After studying Romeo and Juliet in class and researching a brief history of the Globe Theatre, the year nine pupils embarked on an English outing to London. An early meet time (7:00) meant that we had plenty of time to travel to London. After the uneventful journey, we walked a short way along the Thames to reach the third recreation of the Globe Theatre. Then, we assembled into our groups and met our tour guides who showed us around the theatre and explained its history. Originally the Globe had a strict system of where you were seated based on how much you paid. The poor, referred to as groundlings, were packed tightly into the pit which was open to the elements because there was a giant hole in the roof which let natural light through. however, with an extra fee, slightly richer could sit in the lower galleries which normally cost two pence (and they had a roof!) For even more, people could sit in the upper galleries and the most exclusive seating area was behind the stage. Although it didn’t have the best view, it was a chance to be seen by everybody and to show off affluence. We then had the chance to participate in a dramatic workshop.

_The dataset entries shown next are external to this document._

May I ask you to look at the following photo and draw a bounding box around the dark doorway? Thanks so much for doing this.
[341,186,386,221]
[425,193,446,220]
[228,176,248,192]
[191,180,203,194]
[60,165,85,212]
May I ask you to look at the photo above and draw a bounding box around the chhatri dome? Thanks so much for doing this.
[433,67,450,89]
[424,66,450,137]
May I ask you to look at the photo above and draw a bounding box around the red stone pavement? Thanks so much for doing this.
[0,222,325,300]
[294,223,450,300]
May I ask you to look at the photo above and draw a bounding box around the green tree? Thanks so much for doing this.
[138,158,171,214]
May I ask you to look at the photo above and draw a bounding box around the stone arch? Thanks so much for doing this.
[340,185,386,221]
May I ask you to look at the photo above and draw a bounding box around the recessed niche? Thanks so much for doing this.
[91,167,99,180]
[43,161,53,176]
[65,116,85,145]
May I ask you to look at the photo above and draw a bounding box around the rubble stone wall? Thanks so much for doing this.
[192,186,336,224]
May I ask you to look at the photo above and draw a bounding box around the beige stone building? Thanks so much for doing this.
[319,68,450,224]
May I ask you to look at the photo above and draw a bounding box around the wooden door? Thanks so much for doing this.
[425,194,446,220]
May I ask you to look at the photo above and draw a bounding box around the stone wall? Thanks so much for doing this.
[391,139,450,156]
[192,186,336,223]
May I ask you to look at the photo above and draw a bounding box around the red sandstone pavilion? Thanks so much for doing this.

The workshop was led by an actor who regularly has parts in productions at the Globe and therefore she knew just how different performing at the globe was to a conventional theatre. The seating was three hundred and sixty degrees and large pillars holding the stage roof up meant that the actor would always have their back to someone and there would always be an obstructed view or ‘blind spot’. Our warmup was to pace around the room, completely filling the space whilst obeying simple instructions such as: stop, start, clap, and jump. We were then told that an actor must stay alert but energetic at the same time so she told us that we must reverse the action that was called. For example, if clap was said, we should jump then start became stop and vice-versa. Following the warmup, we were grouped into twos and this time, we were tasked with keeping as close to our partners as possible whilst they were trying to get away. We later understood that this was to replicate the scene in which Romeo must get away from Verona as he was banished from the Italian town. But Juliet wants Romeo to stay because of her undying love for him. As if by magic, we were each given a short extract from this scene and talked through various techniques in which we could use to add emphasis to certain words and to keep the audience captivated. We did this to mirror the amount of energy that actors at the Globe must use in all their performances. By changing volume and the emotion in our voices we learned to strengthen any word we choose and simply by stepping forward or back could determine the longing Juliet has for Romeo. We combined all we had learned in the session to create a final performance which concluded the drama workshop.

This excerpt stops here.